While prisaz's suggestion of an HME2200 would ultimately be the best way to solve part of this solution, with Dish in the picture, we can't use that (you aren't planning to become a FiOS TV customer any time soon are you?).   We can do this with power line networking although there are few gotcha's which we'll need to talk about.  Do you happen to have a dedicated coax run (must be separate from the Dish TV coax) between the two locations or the ability to fish a piece of ethernet cable?   Just trying to size up your best options.

 

 

Contributor
saltydad
Posts: 2
Registered: ‎01-07-2011
Device: FIOS
Plan: FIOS
Location: Silver Spring, Maryland
0 Kudos

Re: Internet Access though 'Powerline Adapter' for TV, etc.?

To both of you, thanks for the fast replies. Responses to some questions-

1. No there is no connection between the upstairs (A/V) and downstairs (computer and router). No way for me (without outside expense) to fish cable through the floors.

2. I have a contract obligation with  Dish. Plus, I'm very happy with their service and product so far.

3. The 3 devices upsstaits all allow LAN connection; none are wireless. They all have internet features I would like to take advantage of. Whether I would also want to have the Dish Network content available on my desktop- nice but secondary. Remote viewing away from home not really as consideration, but a maybe.

 

Thanks; let me know if any other data needed. I saw a 'powerline adapter' at Best Buy with 4 LAN connections possible. Is this a possible solution? Dish Network has a SlingLink Turbo Connection they offer but this would leave my Samsung BluRay and Panasonic plasma HDTV unconnected.

 

Thanks.

Gold Contributor I
lasagna
Posts: 1,788
Registered: ‎05-27-2010
Plan: Prime HD 50/25
Location: South Central, PA
0 Kudos

Re: Internet Access though 'Powerline Adapter' for TV, etc.?

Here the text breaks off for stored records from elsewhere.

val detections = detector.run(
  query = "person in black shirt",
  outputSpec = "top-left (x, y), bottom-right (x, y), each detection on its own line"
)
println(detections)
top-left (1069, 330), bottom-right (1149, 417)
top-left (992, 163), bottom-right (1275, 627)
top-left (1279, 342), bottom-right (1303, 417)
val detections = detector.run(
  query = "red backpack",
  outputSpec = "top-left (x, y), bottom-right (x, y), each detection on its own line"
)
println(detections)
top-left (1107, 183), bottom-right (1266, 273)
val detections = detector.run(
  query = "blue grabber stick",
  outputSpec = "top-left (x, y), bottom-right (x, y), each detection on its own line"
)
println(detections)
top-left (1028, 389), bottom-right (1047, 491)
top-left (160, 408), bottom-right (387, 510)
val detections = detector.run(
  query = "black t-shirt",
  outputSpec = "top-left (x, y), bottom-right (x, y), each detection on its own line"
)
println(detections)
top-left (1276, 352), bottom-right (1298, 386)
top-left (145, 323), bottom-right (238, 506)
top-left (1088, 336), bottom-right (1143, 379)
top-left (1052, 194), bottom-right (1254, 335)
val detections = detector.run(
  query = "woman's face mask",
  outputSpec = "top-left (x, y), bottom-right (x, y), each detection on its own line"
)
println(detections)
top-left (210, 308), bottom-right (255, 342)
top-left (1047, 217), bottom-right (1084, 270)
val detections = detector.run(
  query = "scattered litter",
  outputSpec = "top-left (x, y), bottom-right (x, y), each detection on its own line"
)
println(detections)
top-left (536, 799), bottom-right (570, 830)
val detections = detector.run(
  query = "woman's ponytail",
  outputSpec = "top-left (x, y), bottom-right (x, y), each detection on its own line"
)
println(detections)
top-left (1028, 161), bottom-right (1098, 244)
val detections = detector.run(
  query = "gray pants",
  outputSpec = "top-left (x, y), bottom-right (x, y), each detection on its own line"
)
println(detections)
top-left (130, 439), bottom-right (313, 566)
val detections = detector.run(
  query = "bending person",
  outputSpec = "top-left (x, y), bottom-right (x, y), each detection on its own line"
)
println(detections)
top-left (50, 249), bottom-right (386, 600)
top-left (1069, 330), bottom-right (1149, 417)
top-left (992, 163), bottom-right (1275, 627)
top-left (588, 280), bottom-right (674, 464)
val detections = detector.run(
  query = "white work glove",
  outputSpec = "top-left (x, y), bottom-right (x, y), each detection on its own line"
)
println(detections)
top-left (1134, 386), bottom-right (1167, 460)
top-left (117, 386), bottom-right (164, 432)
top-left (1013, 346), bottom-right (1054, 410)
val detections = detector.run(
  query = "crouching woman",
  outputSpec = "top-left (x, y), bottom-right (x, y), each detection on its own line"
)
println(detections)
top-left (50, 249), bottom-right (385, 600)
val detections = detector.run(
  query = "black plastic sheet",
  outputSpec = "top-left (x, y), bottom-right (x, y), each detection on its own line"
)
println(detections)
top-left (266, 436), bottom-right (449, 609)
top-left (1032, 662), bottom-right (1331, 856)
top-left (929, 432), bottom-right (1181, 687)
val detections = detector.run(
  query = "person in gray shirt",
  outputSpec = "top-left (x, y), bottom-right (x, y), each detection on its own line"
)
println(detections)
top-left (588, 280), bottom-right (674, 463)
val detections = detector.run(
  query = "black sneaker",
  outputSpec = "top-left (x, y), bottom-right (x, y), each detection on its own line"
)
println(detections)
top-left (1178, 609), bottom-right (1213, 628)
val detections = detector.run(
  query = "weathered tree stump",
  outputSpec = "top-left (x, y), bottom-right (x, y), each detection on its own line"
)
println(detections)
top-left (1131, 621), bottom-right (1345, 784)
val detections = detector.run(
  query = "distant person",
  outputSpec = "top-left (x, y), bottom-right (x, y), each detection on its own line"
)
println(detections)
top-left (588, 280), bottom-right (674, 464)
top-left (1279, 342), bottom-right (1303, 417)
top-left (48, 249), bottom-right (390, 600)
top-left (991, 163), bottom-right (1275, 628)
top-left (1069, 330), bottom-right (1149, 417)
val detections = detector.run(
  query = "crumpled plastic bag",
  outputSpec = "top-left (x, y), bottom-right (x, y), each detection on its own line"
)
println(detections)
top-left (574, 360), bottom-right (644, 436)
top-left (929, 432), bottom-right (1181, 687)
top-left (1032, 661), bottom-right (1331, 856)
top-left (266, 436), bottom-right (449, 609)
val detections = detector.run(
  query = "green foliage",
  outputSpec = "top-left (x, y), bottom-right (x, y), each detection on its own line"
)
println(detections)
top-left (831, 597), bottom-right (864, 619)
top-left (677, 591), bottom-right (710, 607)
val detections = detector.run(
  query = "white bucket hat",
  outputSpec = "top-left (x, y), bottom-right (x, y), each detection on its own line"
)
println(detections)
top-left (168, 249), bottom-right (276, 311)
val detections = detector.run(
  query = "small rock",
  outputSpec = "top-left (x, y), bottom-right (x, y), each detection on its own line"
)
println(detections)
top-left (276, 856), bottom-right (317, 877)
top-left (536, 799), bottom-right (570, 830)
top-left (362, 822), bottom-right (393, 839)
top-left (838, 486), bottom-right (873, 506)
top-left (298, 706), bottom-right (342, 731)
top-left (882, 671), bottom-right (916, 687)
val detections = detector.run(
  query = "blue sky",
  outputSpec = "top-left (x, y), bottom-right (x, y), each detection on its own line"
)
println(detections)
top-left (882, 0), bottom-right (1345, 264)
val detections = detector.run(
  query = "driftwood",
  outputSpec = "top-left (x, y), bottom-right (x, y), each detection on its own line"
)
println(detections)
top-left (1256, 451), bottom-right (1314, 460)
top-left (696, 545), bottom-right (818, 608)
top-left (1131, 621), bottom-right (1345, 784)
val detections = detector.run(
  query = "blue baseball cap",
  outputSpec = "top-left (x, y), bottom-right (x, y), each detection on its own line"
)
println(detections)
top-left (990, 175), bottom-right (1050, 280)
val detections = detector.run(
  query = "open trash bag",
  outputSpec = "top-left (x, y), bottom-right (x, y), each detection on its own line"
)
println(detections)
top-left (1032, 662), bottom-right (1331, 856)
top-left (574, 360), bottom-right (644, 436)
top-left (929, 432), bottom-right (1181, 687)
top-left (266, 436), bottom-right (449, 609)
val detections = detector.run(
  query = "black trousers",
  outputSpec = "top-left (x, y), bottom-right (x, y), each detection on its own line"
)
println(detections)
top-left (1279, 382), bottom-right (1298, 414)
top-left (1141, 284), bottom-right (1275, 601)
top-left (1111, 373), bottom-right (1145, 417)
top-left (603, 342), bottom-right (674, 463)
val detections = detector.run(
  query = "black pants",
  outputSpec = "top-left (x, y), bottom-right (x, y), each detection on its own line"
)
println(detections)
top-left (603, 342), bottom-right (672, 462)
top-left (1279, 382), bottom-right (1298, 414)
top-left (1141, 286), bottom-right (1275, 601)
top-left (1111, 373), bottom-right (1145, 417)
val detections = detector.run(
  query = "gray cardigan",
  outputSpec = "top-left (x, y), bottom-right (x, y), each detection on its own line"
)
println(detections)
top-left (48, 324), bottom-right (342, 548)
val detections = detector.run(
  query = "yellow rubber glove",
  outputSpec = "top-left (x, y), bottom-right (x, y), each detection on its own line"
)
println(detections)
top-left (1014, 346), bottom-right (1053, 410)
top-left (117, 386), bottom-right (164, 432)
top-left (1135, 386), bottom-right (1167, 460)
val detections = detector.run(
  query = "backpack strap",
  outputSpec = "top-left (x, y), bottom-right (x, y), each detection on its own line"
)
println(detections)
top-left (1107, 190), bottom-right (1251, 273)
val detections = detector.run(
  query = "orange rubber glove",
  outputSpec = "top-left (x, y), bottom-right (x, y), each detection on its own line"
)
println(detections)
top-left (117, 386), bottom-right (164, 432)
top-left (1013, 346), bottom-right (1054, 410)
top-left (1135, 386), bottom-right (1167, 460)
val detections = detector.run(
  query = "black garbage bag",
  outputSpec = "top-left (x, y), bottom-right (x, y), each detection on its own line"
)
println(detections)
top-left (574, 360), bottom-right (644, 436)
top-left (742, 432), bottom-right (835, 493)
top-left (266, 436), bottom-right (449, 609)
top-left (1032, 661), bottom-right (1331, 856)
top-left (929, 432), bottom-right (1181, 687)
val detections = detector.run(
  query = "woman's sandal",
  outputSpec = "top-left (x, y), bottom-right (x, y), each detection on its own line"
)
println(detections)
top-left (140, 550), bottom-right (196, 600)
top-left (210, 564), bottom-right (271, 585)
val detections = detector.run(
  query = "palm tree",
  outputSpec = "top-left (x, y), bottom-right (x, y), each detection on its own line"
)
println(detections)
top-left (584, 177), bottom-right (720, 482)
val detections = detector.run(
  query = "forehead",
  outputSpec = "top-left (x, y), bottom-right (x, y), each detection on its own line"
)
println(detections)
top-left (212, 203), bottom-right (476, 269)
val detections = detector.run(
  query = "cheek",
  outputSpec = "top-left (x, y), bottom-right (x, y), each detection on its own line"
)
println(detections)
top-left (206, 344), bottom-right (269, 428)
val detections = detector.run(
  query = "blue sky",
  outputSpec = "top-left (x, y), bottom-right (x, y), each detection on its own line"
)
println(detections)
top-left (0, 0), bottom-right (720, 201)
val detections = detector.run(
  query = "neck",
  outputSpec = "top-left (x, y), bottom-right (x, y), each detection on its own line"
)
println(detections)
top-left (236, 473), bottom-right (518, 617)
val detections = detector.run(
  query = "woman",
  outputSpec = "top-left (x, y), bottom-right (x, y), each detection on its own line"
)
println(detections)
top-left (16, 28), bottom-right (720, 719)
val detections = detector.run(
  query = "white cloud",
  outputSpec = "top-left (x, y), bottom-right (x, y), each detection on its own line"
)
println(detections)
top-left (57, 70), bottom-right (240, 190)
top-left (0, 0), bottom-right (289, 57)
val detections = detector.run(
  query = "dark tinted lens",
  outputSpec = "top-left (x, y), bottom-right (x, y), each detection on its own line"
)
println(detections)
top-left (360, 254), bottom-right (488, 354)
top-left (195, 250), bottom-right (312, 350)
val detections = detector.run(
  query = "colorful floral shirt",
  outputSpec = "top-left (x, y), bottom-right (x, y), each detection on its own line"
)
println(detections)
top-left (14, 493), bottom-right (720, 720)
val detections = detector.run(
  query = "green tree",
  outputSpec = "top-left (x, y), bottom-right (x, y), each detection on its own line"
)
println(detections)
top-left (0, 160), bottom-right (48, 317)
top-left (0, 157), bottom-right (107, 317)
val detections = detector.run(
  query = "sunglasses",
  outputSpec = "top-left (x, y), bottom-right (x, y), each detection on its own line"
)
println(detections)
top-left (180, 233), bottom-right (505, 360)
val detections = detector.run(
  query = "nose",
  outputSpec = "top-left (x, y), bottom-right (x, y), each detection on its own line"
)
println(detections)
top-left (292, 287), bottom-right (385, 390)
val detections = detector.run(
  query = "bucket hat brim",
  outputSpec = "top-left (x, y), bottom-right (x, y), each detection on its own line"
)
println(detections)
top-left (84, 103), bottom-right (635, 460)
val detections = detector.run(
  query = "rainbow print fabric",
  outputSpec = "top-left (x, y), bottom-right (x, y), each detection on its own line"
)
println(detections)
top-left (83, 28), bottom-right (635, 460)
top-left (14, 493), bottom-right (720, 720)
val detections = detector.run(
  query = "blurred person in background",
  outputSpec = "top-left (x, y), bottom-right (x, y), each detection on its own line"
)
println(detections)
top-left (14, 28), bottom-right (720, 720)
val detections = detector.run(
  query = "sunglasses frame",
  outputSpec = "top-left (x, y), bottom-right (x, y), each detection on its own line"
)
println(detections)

Thanks for the info ... so in your case it sounds like we have two possible solutions:

 

1. Wireless Ethernet Bridge - these devices have one or more ports on  them to which you connect your equipment and the device then connects wirelessly to your existing router's wireless network.   The challenge with this type of device is that you must configure it to get onto your wireless network -- inserting the SSID and wireless password into a configuration screen before you can use it.  Benefit is that it works wirelessly, so as long as it can see the signal from your router, it will be able to connect.   However, since it's wireless -- and in this case wireless G, it's speed may be somewhat spotty.

 

2. Powerline Ethernet Adapter -- there are several varieties here.  A slower 85mbs, a 200mbs, and a new 500mbs variety.   Make sure you get the 200 or 500 speed varieties.  These can work fairly well.  Downside is that they can be subject to performance issues depending on local electrical conditions.  Make sure if you use these that each end gets plugged directly into a wall outlet and there are no extension cords, surge suppressors, power strips, or UPS devices in the way.  They are relatively easy to pair and configure.   The biggest downside is that they can fail to work if you don't understand your home's electrical layout.   For best performance -- place the devices on the same circuit.  Since that's frequently not possible, you want to try to get them on the same phase (most homes have a "A" side and a "B" side -- this is what is joined together for three-phase 220v service.  While the signal produced by these devices can be strong enough to work across phases, frequently you'll find severe performance degradation or a failure to pair if they are not on the same phase.  In a typical breaker box, going vertically counting single wide breaker slots -- even breakers are on one phase and odd breakers are on the other.   YMMV.  

 

Platinum Contributor I
prisaz
Posts: 6,813
Registered: ‎08-23-2008
0 Kudos

Re: Internet Access though 'Powerline Adapter' for TV, etc.?

Dish Network. That does mean the coax is used for sat. Wireless bridge is good. I have one that I like.

 

Power line may be your best bet.

 

Good catch Lasagna. I was asleep at the switch. Not router, switch.